Bet365 defends online gambling operation in China

8 October 2014

Online gambling operator Bet365 said that its internet gambling operations in China are breaking no laws despite the country having outlawed betting in all but a number of controlled scenarios.

The operator’s claim comes in response to a report by the Guardian newspaper, which said that despite having no physical presence in China, Bet365 has one of the most successful online gambling services accessible from inside the country.

Evidence collected by the newspaper suggests that a number of Chinese Bet365 customers have been detained for interacting with online betting firms while Bet365 also often changes its website’s address in the country to side-step attempts by local regulators to shut sites down.

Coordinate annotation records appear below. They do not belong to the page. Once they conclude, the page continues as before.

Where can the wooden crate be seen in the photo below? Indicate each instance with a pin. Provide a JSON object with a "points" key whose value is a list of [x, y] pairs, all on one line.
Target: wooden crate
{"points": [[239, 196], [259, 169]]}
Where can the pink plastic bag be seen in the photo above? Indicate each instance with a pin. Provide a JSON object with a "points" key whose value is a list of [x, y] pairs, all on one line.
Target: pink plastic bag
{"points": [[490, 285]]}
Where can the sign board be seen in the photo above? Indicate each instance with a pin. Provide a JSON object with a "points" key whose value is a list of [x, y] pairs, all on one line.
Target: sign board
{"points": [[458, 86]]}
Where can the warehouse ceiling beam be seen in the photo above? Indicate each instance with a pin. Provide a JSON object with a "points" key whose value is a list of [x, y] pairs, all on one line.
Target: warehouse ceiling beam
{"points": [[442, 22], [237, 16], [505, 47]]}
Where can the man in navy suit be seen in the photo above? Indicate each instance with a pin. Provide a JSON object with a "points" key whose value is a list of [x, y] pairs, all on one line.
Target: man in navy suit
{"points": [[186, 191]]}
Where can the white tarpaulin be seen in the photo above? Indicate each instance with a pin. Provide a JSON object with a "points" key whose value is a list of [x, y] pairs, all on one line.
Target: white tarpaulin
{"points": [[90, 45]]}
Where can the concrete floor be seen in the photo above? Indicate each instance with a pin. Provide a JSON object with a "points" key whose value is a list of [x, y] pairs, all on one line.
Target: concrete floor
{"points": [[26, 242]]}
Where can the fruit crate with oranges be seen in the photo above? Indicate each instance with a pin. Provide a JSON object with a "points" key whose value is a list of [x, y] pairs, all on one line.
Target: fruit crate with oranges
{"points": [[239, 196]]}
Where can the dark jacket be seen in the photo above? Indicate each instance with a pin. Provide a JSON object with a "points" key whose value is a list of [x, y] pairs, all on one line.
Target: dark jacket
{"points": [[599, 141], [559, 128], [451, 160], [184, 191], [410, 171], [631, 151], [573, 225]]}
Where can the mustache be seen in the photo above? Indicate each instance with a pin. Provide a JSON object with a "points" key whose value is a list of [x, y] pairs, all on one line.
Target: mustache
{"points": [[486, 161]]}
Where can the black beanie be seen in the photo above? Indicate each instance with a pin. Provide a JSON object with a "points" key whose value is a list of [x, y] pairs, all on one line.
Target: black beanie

In addition, the operator has set up a call centre in the UK staffed by Chinese-speaking workers, while a complex system has also been constructed to allow Bet365 to take bets in the Chinese renminbi currency.

The newspaper also said that of the £1.3 billion (€1.7 billion/$2.1 billion) won by gamblers in 2013, only half of this came from countries in which Bet365 is licensed and although this does not imply the rest was won in markets where the operator is not licensed, analysts suggest a large proportion came from the Chinese market.

One former Bet365 employee said that it was “100% true” that the operator regularly changed the name of websites to avoid local authorities shutting them down, whilst another former staff member said there is nothing the Chinese government can do to block websites.

In response to the report, Bet365 said in a statement: “Bet365 takes its legal and regulatory obligations very seriously and is licensed to undertake its activities by relevant regulatory authorities across a variety of jurisdictions and is compliant with all applicable legislation.

“There is no legislation that expressly prohibits the supply of remote gambling services into China by operators who are based outside China.

“Bet365 has no people, assets or infrastructure in China and does not engage any agents, aggregators or intermediaries, for any purpose, in China.

“In the view of bet365, and its lawyers, Chinese law does not extend to the provision of services into China by gambling operators and service providers who themselves have no nexus with the territory. Any allegation of illegality on the part of bet365 is therefore untrue.”

The operator also said it does not receive “renminbi from payment processors or otherwise”, and that it is not aware of “anyone in China being prosecuted for using its services”.

In 2005, China published judicial interpretations in relation to article 303 of its criminal law, which already stated: “Whoever, for the purpose of reaping profits, assembles a crowd to engage in gambling, opens a gambling house or makes an occupation of gambling is to be sentenced to not more than three years of fixed-term imprisonment, criminal detention or control, in addition to a fine”.

The interpretation added: “Whoever, for the purpose of reaping profits, sets up gambling websites on the internet or acts as an online gambling agent will be regarded as ‘opening gambling houses’ and will be punished according to article 303 of the criminal law”.

Meanwhile, Bet365 has confirmed in a notice to its customers in Romania that it intends to temporarily withdraw from the country.

The company said it will not accept new registrations from players in the country and has also removed Romania from the list of countries in which potential customers can register.

Bet365 said: “We are currently reviewing our position in Romania and decided to stop accepting new clients living in Romania at the moment.

“(We) hope to have more information in the future. We apologise for any inconvenience caused.”